# [SOLVED] acer aspire one z5g wireless problem



## wickedsick (Mar 29, 2011)

hi guys. a new problem for the netbook just surfaced. i cant turn on the wireless connection. this more of aspire one has a latch on the bottom right hand side but when i click it to turn it on it doesnt work!! any ideas??


----------



## Techie19 (Feb 10, 2008)

*Re: acer aspire one z5g wireless problem*

Have you checked in device manager to see if there's any yellow ? Or ! Marks next to the wireless device? Or any other devices?

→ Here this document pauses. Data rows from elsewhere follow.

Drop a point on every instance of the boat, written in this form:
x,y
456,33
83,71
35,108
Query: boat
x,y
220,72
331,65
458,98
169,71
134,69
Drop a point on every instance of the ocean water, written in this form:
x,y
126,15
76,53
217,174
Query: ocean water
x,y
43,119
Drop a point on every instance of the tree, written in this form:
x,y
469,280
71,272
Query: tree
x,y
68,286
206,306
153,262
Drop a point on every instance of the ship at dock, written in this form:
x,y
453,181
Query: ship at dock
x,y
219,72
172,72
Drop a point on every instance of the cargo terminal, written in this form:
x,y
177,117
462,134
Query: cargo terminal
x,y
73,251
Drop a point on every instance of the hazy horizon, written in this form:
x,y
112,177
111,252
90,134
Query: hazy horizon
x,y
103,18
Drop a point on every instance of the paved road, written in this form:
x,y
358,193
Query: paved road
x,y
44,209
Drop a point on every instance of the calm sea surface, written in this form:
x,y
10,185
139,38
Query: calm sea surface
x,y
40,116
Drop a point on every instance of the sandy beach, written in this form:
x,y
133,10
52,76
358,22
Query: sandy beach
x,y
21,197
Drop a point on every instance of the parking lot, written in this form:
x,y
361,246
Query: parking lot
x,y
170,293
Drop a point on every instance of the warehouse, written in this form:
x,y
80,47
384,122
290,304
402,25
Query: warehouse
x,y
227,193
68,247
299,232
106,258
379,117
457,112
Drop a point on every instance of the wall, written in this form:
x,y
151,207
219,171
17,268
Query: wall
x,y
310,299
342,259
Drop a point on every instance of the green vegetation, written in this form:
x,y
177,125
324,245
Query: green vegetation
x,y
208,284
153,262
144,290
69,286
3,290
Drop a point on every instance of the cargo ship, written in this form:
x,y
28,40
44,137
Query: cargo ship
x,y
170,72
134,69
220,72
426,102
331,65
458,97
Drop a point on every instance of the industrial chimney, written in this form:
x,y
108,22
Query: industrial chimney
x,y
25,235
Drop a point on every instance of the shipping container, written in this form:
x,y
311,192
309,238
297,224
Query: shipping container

And did this problem just start occuring?


----------



## wickedsick (Mar 29, 2011)

*Re: acer aspire one z5g wireless problem*

YEAH! there is a yellow? next to the wireless device. what should i do?


----------



## joeten (Dec 4, 2008)

*Re: acer aspire one z5g wireless problem*

hi go to the acer support site for your model and download the wifi driver and install


----------



## wickedsick (Mar 29, 2011)

*Re: acer aspire one z5g wireless problem*

i cant seem to find the driver anywhere!! not even on the acer website. they dont seem to have a listing for my netbook model of z5g.


----------



## joeten (Dec 4, 2008)

*Re: acer aspire one z5g wireless problem*

Hi try acerpanam Welcome to Acer Pan America


----------



## wickedsick (Mar 29, 2011)

*Re: acer aspire one z5g wireless problem*

that website doesnt have it either. i know the wireless card im using is the atheros ar5bxb63. so if anyone knows where i can get the driver for this card please let me know.


----------



## wickedsick (Mar 29, 2011)

*Re: acer aspire one z5g wireless problem*

ok i looked it up and found the wireless driver but there are still yellow? on ethernet controller and video controller. what are these for?


----------



## Techie19 (Feb 10, 2008)

*Re: acer aspire one z5g wireless problem*

Ethernet is for your wired network RJ-45 cable. And video is for your graphics. U gotta do the same as with your wifi. Download the drivers. Anytime you see a yellow ? That means the driver is no good. And anytime u see a yellow ! That means the device is disbaled.


----------



## joeten (Dec 4, 2008)

*Re: acer aspire one z5g wireless problem*

Try this for the wifi Atheros Communications AR5BXB63 (AR5006x) Driver Download failing that go to device manager click the + beside the device then right click on the device and choose properties then the drviver details tab and post the pci\ven and dev


----------



## wickedsick (Mar 29, 2011)

*Re: acer aspire one z5g wireless problem*

im sorry guys but there is a new problem. the wireless connection manages to connect to the internet sometimes but most of the time it is unable to connect. i tried clicking on 'view wireless connections in range' and (im sure my connection was good cause i had my other computer browsing the web) and it said 'windows explorer has encountered a problem and needs to close'. then i have a choice to send the error report or not to. and i cant send the report cause there is no connection. So guys. WHAT is wrong??


----------



## joeten (Dec 4, 2008)

*Re: acer aspire one z5g wireless problem*

You might get more info from the event viewer


----------



## wickedsick (Mar 29, 2011)

*Re: acer aspire one z5g wireless problem*

guys, if i dont have the network driver that means no internet access. how do i then download the driver. also for some reason my stupid netbook cant read my flash drive! so im kinda screwed.


----------



## joeten (Dec 4, 2008)

*Re: acer aspire one z5g wireless problem*

Hi are your using a computer to post here if so then you can get the drivers from the makers support site for your model and download to a usb stick then install


----------



## wickedsick (Mar 29, 2011)

*Re: acer aspire one z5g wireless problem*

cheers, managed to solve the problem the way joeten said.


----------



## joeten (Dec 4, 2008)

*Re: acer aspire one z5g wireless problem*

Glad to hear it well done


----------